We Americans spend wantonly on our healthcare and expect insurance to pay for anything our doctors even hint will make us better, without ever asking about the total cost or alternatives, and then we get mad when our insurance rates go up. I am not here defending insurance companies. Nor am I claiming insurance is not part of the problem. What I am saying is that our complicated, complex, invasive and expensive health insurance is a result of the problem, not the cause. How can we ever expect insurance to be high quality and low cost when the very thing it is paying for is the opposite?

Being a good consumer in the healthcare space is not easy. And of course there are situations where it simply cannot be done (like true emergencies, the elderly, the young, etc.) But if we did it when and where we could, I truly believe the whole system would become more aligned and improve everywhere, and that all would benefit.
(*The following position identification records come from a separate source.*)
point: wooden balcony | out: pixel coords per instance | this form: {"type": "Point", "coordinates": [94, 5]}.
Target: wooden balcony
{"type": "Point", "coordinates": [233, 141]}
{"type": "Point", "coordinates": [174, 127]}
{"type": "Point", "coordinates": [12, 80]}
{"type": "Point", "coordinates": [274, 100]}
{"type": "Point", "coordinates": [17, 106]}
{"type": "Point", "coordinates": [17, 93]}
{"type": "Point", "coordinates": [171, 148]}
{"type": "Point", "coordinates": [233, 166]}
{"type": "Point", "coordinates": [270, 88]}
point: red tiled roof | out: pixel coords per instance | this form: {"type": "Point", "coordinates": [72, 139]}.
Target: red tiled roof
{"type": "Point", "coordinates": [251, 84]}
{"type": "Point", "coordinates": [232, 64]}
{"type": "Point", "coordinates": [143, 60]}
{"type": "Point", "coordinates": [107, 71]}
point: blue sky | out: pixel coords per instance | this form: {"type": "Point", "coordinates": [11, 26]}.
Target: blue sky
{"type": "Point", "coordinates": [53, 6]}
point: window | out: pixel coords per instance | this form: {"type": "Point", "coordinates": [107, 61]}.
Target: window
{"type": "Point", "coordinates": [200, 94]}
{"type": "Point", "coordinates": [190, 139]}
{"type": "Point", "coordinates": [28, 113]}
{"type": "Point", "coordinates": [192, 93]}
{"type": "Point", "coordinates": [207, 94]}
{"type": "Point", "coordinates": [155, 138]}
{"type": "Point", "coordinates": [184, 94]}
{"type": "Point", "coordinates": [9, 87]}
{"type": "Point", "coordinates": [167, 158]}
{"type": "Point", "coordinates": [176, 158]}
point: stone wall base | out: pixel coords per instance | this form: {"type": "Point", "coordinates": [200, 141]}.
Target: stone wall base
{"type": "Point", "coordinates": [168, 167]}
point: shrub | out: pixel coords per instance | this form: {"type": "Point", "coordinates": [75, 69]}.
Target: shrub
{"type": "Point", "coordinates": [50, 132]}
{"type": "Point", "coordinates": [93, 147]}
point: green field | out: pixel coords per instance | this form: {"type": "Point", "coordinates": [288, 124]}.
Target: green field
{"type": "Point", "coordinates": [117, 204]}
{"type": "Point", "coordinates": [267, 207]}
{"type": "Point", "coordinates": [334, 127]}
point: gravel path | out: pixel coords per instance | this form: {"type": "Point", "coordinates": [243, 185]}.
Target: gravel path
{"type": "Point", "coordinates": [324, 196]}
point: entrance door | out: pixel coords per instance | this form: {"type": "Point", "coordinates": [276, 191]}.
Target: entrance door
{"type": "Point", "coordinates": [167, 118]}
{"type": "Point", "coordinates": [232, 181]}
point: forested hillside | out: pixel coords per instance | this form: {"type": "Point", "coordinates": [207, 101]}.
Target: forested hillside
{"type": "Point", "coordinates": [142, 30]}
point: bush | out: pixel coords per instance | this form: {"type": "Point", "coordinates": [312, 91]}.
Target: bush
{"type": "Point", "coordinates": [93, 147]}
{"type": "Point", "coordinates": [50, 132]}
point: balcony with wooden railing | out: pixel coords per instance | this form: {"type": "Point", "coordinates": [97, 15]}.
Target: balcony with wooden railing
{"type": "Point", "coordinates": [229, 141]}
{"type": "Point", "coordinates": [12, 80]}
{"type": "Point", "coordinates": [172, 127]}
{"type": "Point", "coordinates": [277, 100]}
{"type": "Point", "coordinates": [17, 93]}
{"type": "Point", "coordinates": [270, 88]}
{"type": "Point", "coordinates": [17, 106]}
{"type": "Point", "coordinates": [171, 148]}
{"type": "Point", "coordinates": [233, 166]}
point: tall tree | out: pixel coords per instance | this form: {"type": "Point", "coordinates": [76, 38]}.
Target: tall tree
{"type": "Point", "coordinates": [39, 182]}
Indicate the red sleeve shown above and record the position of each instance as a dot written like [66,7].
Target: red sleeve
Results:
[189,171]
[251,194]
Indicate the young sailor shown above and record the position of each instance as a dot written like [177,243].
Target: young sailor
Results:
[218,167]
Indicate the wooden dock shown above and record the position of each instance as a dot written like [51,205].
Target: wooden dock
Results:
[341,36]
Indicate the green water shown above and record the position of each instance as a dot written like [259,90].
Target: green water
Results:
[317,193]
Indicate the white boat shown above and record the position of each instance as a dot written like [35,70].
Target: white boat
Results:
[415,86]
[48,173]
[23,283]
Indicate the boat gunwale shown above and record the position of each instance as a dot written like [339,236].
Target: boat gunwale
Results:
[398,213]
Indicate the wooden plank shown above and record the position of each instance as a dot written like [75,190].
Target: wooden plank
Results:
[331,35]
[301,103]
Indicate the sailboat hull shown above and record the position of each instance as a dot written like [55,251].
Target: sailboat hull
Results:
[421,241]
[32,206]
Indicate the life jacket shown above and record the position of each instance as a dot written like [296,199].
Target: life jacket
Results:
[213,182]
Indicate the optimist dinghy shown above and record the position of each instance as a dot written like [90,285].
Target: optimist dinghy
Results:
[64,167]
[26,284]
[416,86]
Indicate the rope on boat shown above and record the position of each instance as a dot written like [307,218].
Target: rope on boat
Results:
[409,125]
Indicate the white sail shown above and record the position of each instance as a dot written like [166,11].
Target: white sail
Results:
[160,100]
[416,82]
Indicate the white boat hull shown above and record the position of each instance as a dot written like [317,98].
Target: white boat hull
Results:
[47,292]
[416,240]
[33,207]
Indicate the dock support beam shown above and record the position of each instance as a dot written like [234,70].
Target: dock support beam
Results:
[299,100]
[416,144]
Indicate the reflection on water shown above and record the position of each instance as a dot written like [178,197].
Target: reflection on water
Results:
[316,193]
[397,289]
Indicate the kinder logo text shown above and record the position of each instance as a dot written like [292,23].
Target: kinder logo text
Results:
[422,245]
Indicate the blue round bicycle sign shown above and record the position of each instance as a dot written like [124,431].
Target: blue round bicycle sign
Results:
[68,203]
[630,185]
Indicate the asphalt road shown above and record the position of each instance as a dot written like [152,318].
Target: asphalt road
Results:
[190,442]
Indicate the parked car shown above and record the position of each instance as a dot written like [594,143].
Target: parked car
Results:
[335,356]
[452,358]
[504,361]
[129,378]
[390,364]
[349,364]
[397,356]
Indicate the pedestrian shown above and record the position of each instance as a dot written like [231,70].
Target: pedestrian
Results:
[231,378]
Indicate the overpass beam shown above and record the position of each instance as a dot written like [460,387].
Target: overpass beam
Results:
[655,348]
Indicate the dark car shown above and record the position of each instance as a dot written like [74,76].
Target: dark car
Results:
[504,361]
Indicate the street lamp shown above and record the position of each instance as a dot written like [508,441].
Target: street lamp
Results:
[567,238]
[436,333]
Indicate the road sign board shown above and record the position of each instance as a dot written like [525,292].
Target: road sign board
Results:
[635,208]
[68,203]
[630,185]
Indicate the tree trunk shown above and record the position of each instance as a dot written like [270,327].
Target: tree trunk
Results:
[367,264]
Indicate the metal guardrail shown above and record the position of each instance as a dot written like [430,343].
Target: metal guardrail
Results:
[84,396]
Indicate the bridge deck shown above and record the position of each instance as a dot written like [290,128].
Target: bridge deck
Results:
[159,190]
I am not saying this is easy. There is no Yelp for healthcare. But part of the reason for that is because there is no demand for that information either. What comes first? The supply of that info or the demand for it? I choose to focus on the demand side. If we refused to consume care until we could be told in advance how well the facility does what we need done and how much they charge, and shopped that around, then innovation would occur that would make that data more readily accessible with consistent comparison metrics. Where else do we buy anything without knowing price and quality? Imagine sitting down at a new restaurant and there are no prices on the menu. When you inquire about what’s good and how much it costs, the server responds with “You’ll find out what’s good after you eat it and how much it costs when you get the bill.” Would you ever order anything?